# Oh my god - apartments upfront payments!!!



## lee99 (Jul 10, 2013)

Oh my god, I found an apartment complex we both LOVE and email them to ask based on us have an Irish clean background check, 6 years of landlord references but no US credit history what would be have to pay upfront. The monthyl rent is $1270 and see she $6000-$7000 upfront!!!! How is anyone meant to have that type of cash lying around especially with the other costs involved in moving from Ireland. SO dissapointed. Is everywhere gonna be that bad in FLorida


----------



## BBCWatcher (Dec 28, 2012)

Probably not, but you represent a high credit risk to potential U.S. landlords amidst a Florida real estate market which has experienced huge default rates. Housing markets in Florida are bound to be a bit odd at this time.

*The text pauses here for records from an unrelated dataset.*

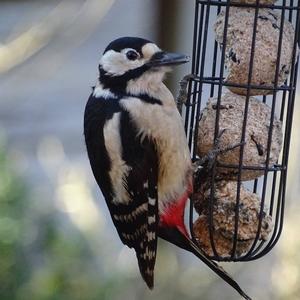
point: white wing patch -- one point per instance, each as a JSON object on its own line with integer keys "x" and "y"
{"x": 119, "y": 169}
{"x": 99, "y": 91}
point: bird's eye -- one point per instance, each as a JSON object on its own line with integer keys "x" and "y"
{"x": 132, "y": 55}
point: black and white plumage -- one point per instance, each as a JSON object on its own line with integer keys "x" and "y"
{"x": 138, "y": 151}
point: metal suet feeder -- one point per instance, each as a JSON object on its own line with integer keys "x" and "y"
{"x": 238, "y": 114}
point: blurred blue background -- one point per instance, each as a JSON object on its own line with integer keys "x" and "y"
{"x": 56, "y": 237}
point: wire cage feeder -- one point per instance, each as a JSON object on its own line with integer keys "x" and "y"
{"x": 209, "y": 80}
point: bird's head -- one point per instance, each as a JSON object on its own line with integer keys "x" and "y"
{"x": 129, "y": 59}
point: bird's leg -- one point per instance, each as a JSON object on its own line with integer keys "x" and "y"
{"x": 183, "y": 94}
{"x": 210, "y": 158}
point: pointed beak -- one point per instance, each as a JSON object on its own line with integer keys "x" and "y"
{"x": 176, "y": 237}
{"x": 167, "y": 59}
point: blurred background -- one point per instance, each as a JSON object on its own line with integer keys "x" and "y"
{"x": 56, "y": 237}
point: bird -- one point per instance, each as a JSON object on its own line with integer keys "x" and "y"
{"x": 138, "y": 151}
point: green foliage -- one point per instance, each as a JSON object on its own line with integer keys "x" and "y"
{"x": 41, "y": 256}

Shop around some more and see what you can find. Keep in mind that it is illegal for landlords to discriminate on the basis of national origin, so you should not have any discussions along those lines. It's prima facie evidence of illegal discrimination for a landlord to ask. Although it's legal for you to volunteer such information, I would not recommend it. Whether you're Irish or Jamaican or Japanese is irrelevant (by law).

If you have no U.S. credit history, let the landlord figure that out. It also would not be a negative history.


----------



## lee99 (Jul 10, 2013)

Thanks for that - see the problem is we want to apply from here and have something secured before we move over and I don't want to go paying application fee's left, right and center then to discover we can't make the upfront payments


----------



## BBCWatcher (Dec 28, 2012)

Downpayment terms can be discussed, certainly, but not national origin.

Are you sure you want/have to rent something on a long term lease sight unseen? It's so unnecessary in Florida. The U.S. and particularly Florida is chock full of temporary rentals which are apartment-like (with small kitchens for example) but with daily, weekly, and monthly terms. And they're not very expensive, at least if you shop around a bit. Extended Stay America, IHG's Candlewood and Staybridge brands, and Marriott's Residence Inn are among the examples of the type, but there are many others. Sites like VBRO and FlipKey probably have lots of options, too. Back to school -- September and October -- is a low season in Florida.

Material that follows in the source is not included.